While the past cannot be changed, the text admits, its influence on the future can be “transformed to become a stimulus for growing communion”. Catholics and Protestants have been traveling together towards this unity for fifty years now, and “what we have in common is far more than that which still divides us”. According to the joint statement, this journey has already put an end to prejudices and allowed for better mutual understanding and “decisive” theological agreements. The most important of these being the Joint Declaration on the Doctrine of Justification signed between Catholics and Lutherans in 1999. The World Methodist Council and the World Communion of Reformed Churches later joined in this declaration, in 2006 and 2017 respectively. As did the Anglican Communion on October 31, 2017.
For the first time, points out this joint statement, Catholics and Protestants have been able to join together in celebrating the anniversary of the Reformation, with many common prayer and worship services. Especially since, as the text claims, spiritual and theological gifts were received through the Reformation. (See: Luther, A True Reformer of the Church?)

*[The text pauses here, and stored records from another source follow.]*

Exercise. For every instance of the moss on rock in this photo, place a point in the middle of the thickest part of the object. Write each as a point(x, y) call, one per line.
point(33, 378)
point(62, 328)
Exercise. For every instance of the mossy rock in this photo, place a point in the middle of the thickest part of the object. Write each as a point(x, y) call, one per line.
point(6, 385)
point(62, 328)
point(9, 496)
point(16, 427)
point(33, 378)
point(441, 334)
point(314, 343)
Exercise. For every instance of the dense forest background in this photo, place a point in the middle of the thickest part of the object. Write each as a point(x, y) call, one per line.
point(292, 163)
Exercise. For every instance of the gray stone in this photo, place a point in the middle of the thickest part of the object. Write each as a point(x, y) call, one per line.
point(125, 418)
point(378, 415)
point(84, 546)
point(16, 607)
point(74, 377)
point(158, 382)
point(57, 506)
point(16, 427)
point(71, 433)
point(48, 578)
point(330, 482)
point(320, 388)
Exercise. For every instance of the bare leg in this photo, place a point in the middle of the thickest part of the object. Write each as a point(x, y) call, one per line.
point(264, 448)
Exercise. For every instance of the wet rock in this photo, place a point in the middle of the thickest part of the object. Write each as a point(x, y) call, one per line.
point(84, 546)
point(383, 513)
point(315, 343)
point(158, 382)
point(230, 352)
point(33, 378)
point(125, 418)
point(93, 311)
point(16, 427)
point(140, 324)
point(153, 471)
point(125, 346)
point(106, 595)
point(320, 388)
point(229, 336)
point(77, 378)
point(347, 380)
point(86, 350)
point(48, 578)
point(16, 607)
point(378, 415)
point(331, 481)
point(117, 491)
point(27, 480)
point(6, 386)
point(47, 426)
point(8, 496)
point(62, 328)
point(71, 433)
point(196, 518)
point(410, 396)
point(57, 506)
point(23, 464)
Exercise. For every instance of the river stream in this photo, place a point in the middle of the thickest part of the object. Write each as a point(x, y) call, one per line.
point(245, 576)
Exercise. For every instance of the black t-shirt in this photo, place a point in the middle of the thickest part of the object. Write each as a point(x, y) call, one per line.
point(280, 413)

In answer to this “new attitude, made up of praises for Protestantism and apologies for Catholicism”, Bishop Bernard Fellay recalled in his Letter to Friends and Benefactors #87 (Easter 2017): “This traditional language leaves no room for the confusion that is so widespread today in the name of a false ecumenism. The warnings of the Congregation of the Sacred Office in 1949, following several papal documents, the most important of which is certainly the Encyclical by Pius XI, Mortalium Animos (1928), these fair warnings seem now to be a dead letter. Nevertheless, the dangers of this ecumenical irenicism, which was denounced by Pius XII in Humani Generis (1950), are immense and extremely serious, because it discourages conversions to Catholicism. What Protestant, seeing the ‘riches’ and the ‘venerable traditions’ of Luther’s Reform being praised, would feel the need to convert? Besides, the very word ‘conversion’ is currently banished from the official Catholic vocabulary when it is a question of other Christian denominations”.